Bicycles have accounted for about 2 percent of all traffic deaths nationwide in recent years. The totals are small, and North Carolina’s numbers fluctuate from year to year. In 2012, the most recent year covered in the new report, 27 bike riders in North Carolina and 722 nationwide died in crashes with cars – both numbers up more than 16 percent since 2010.
Alcohol is a big factor in these crashes, more for the cyclists than for the automobile drivers involved.
In North Carolina, where 117 cyclists died in bike-car crashes during the five years that ended in 2012, police concluded that 27 of the cyclists and 14 of the car drivers had been drinking before the crash, according to a searchable database maintained by the UNC Highway Safety Research Center.
Biking while impaired is sometimes a hazard for rural, low-income residents who don’t have driver’s licenses – including four of the nine Robeson County cyclists killed during that five-year period. But it’s part of the city cycling scene, too.
“The urban bicycle commuters go to happy hour, too,” Adkins said. “Impairment is impairment: If you’re too drunk to drive a car, you’re too drunk to ride a bike.”

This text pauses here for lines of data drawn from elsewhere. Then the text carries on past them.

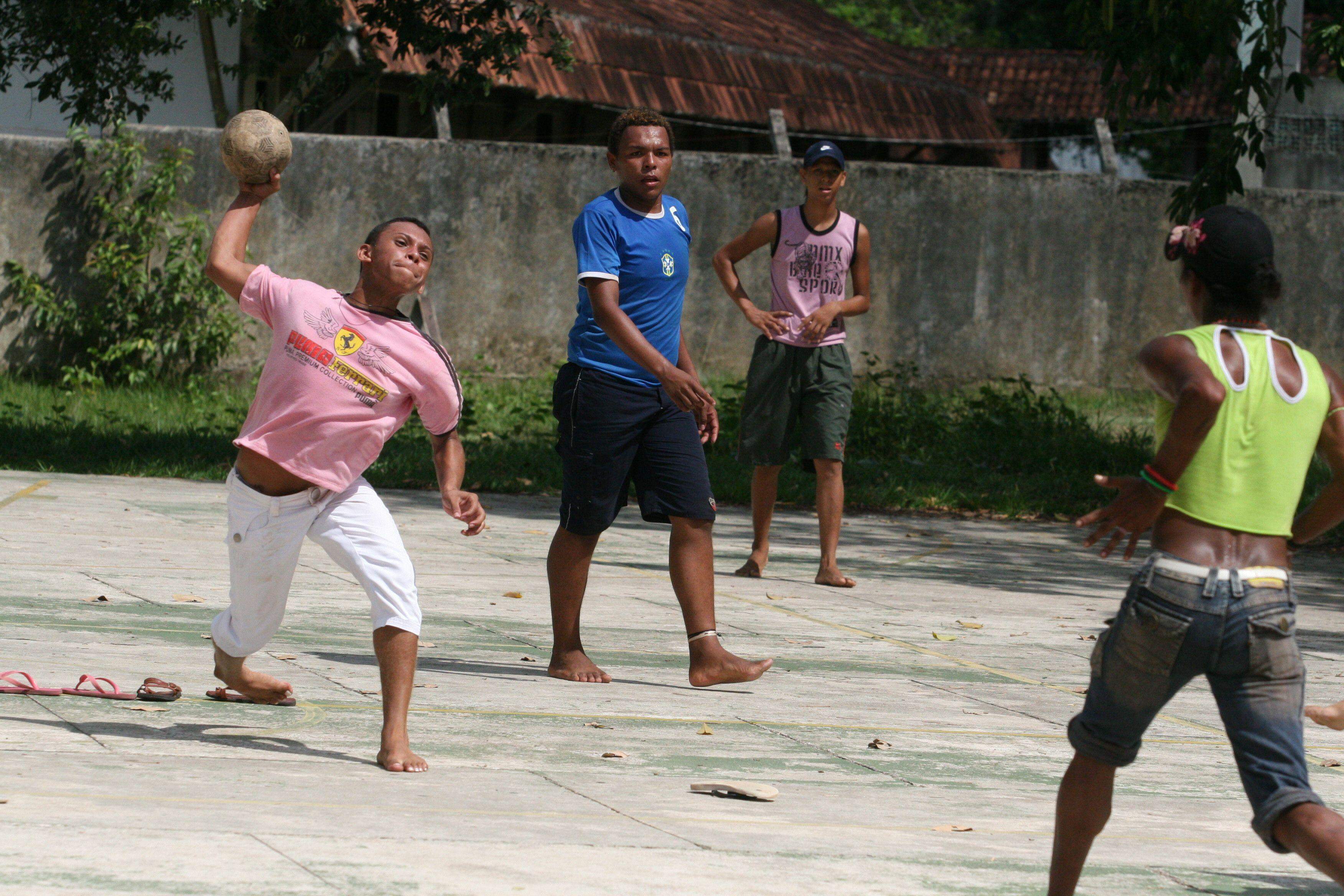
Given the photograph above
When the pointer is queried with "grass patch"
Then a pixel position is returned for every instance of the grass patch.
(1006, 449)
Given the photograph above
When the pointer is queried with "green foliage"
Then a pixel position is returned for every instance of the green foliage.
(1154, 51)
(964, 23)
(99, 58)
(144, 308)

There are other ways to cut your chances of getting killed on your bike.
More than two-thirds of the cyclists killed each year were not wearing safety helmets. North Carolina and 20 other states require helmets for child cyclists, but no state requires them for adults.
“A helmet is the single most important step to prevent injury or death,” Adkins said. “Obeying traffic laws is another one. Just because you’re on a bike doesn’t mean traffic lights don’t apply to you.”
Bike deaths are down so far this year in North Carolina – just nine so far, compared to 20 by the same date in 2013, according to the state Department of Transportation. Nobody is claiming credit for this brief improvement.
Still, it’s good to know that DOT and local governments are targeting pedestrian as well as bicycle safety in a campaign called Watch For Me NC, which started in the Triangle last year and now has gone statewide.
This is a smart education and enforcement effort that focuses on the problems that kill people. Why are we seeing those “Make room for bikes” posters? Maybe it’s because half of these deaths involve cars trying to pass bicycles.
“A big part of the Watch For Me NC campaign is providing bike lights to police officers, so when they’re on patrol they can actually distribute lights to cyclists that don’t have them,” said Lauren Blackburn, DOT Bicycle and Pedestrian Division director.
Lights on bicycles: It’s the law. And for all you urban commuters pedaling home tonight from work or school or happy hour, it’s also a good idea.